Buoyant, Brave, and Strong

Sermon given by Rev. Frank Clarkson, March 17, 2024.

In these weeks when our worship theme  is “Images of the Divine,” some of you have been sharing with me your ideas and images and experiences of this mystery that we do catch glimpses of from time to time. We’ve been having conversations about how we apprehend the presence that some of us call God, and how fleeting these experiences can be, and how hard it can be to talk about them. But that’s why we’re here—to point toward the good and the true, to open ourselves up to these holy mysteries.
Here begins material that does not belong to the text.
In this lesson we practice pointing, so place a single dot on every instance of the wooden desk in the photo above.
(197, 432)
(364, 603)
And there is something powerful and beautiful about sharing these moments with others. It’s an act of trust, and spiritual intimacy, to talk about our experiences of awe and wonder. Cil Dullea wrote to me about about a hike in Maine, up to a mountaintop with her son, when something unexpected came to pass. She wrote,

“Four golden eagles appeared, encircling the invisible thermals rising, powering their lift. They swung trapeze between their shoulders tilting on unseen strings, serene marionettes dancing rituals of Penobscot God’s, a mountain ballet for a privileged few. Caught-up in their spell we sat transfixed, time unmeasured, having to remember consciously to breathe. I’ve never been more held within awe.”
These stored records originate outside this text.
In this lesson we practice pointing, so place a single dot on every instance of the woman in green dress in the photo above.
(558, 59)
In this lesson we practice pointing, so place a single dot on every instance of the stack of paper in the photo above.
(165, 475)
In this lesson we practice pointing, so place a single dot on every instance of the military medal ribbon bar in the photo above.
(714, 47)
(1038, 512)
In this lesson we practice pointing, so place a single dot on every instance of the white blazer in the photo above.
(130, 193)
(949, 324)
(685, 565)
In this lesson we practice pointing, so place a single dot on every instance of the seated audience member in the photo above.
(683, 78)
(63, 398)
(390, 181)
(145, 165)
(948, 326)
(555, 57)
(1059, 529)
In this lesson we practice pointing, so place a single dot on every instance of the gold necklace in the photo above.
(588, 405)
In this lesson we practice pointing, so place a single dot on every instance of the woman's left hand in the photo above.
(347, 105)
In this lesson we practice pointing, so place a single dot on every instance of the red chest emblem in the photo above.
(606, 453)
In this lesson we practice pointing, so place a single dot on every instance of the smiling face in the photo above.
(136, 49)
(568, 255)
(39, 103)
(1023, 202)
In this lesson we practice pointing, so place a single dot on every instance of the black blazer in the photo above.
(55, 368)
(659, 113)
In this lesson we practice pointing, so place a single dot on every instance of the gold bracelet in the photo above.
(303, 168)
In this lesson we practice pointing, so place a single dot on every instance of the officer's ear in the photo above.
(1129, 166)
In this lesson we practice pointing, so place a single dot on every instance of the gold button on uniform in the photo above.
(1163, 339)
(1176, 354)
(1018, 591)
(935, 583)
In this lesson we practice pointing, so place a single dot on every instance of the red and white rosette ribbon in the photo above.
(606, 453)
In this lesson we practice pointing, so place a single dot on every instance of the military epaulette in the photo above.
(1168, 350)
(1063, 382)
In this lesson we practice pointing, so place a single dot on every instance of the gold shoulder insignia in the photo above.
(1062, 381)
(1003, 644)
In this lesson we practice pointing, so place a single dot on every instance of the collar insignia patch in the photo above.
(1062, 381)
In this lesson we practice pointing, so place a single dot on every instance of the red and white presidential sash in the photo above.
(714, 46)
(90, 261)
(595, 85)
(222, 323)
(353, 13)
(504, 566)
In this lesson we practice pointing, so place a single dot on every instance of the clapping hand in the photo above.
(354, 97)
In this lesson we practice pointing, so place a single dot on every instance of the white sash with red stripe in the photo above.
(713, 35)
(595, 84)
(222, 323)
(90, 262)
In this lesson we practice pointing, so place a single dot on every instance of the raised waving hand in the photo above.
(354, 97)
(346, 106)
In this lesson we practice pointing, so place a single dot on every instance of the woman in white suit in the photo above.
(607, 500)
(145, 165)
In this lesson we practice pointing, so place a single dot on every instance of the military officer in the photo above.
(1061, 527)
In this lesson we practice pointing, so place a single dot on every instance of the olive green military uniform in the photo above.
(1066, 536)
Carol Adler wrote to share her image of the Divine:

A golden sphere of lightness
Contracting and expanding
Morphing from one shape into another
Floats
just above my head.
It sheds
Its goodness, Its power, Its energy
Upon me.

This is the love of those who are no longer part of our Earth.
Their arms can no longer wrap around me.
Their laughter can no longer bring a smile to my lips
Their gentle fingers can no longer brush my brow.

But all of the love they had and still have for me
is captured
in the glowing sphere of lightness that hovers
just above my head
Shedding its golden light.”

Thank you, Cil and Carol, for sharing your beautiful and poignant images with us. 


Did you notice that in each of their descriptions, they are looking up? I think of the first line from Psalm 121: “I will lift up mine eyes unto the hills, from whence cometh my help.” And of course the holy is all around, as likely to be found in everyday, down to earth places as in mountaintop experiences.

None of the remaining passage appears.